En matière de science-fiction, si nous ne pensons qu’aux hommes, aux vaisseaux spatiaux, aux guerres spatiales … ce serait trop étroit. Il ya deux cents ans, Frankenstein, de Mary Shelley, ouvrait la porte à la science-fiction moderne, et deux cents ans plus tard, une autre écrivaine avait introduit la science-fiction dans les couloirs de la littérature traditionnelle – elle s’appelait la science-fiction de gauche. Ursula K. Le Guin (1929-2018), imaginaire droitier. Seulement, elle nous a manqué. Le 22 janvier 2018, elle est décédée chez elle à Portland, Oregon, États-Unis, à l’âge de 88 ans. Le célèbre écrivain de science-fiction Han Song a écrit un article peu après sa mort. Les soupirs se sont révélés sans doute. Il a déclaré: “Elle est morte, mais elle reste une personne que nous ne comprenons pas. Elle laisse la richesse des lecteurs chinois C’est peut-être “célèbre”.

Les écrits, les romans et les poèmes d’Ursula Leguin ont tous été mis à contribution et de nombreux prix littéraires ont été remportés. Le livre «Reader» la présente: 6 Hugo Awards, 6 Nebula Awards, 21 Trajectory Awards, National Book Awards, World Fantasy Awards, «Maître de l’American Science Fiction Fantasy Writers Association», écrivains et artistes. Une des “légendes vivantes” et “les trois géants de la fantaisie”.

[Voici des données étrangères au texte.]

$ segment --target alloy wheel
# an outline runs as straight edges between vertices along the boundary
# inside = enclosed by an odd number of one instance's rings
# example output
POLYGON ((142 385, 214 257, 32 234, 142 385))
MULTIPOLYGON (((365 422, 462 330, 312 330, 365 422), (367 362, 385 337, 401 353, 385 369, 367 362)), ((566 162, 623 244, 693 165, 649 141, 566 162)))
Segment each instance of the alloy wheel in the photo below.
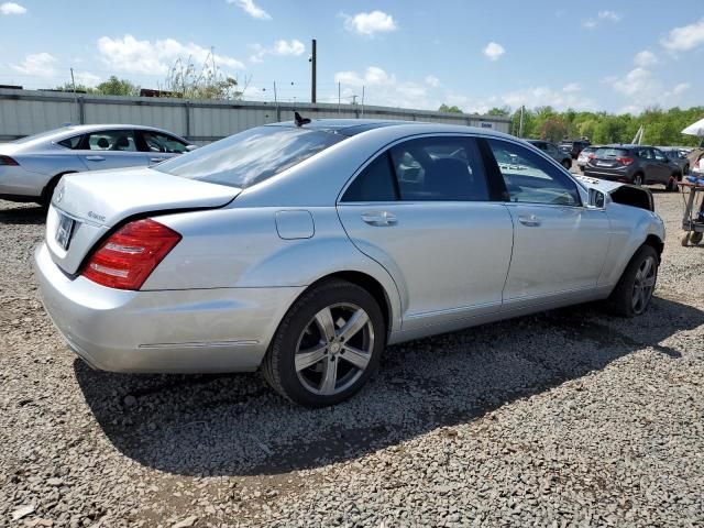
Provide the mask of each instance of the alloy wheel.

Lors de la cérémonie de remise des prix du livre en 2014, elle a reçu la médaille américaine de littérature exceptionnelle. Son témoignage primé peut être considéré comme une critique de la littérature «traditionnelle»: «Je suis heureux d’accepter et de partager ce prix. D’autres écrivains qui se consacrent également à la fiction fantastique et à la littérature de science-fiction partagent, comme moi, au cours des 50 dernières années, nos écrivains inspirés par l’imagination et exclus de la littérature grand public, en regardant cette belle récompense. Aux soi-disant réalistes. “C’est son cri pour les créateurs littéraires littéraires de la littérature” dominante “. Et elle a utilisé sa propre création pour briser les barrières de la littérature «traditionnelle» et «non traditionnelle», et a trouvé une place pour les romans fantastiques dans la littérature «traditionnelle».

En fait, Ursula Leguen, qui s’appuyait sur la soi-disant création littéraire “non dominante” pour “se mettre en place” et établir le statut du monde littéraire, était née dans une famille “dominante” et avait un mariage “grand public”.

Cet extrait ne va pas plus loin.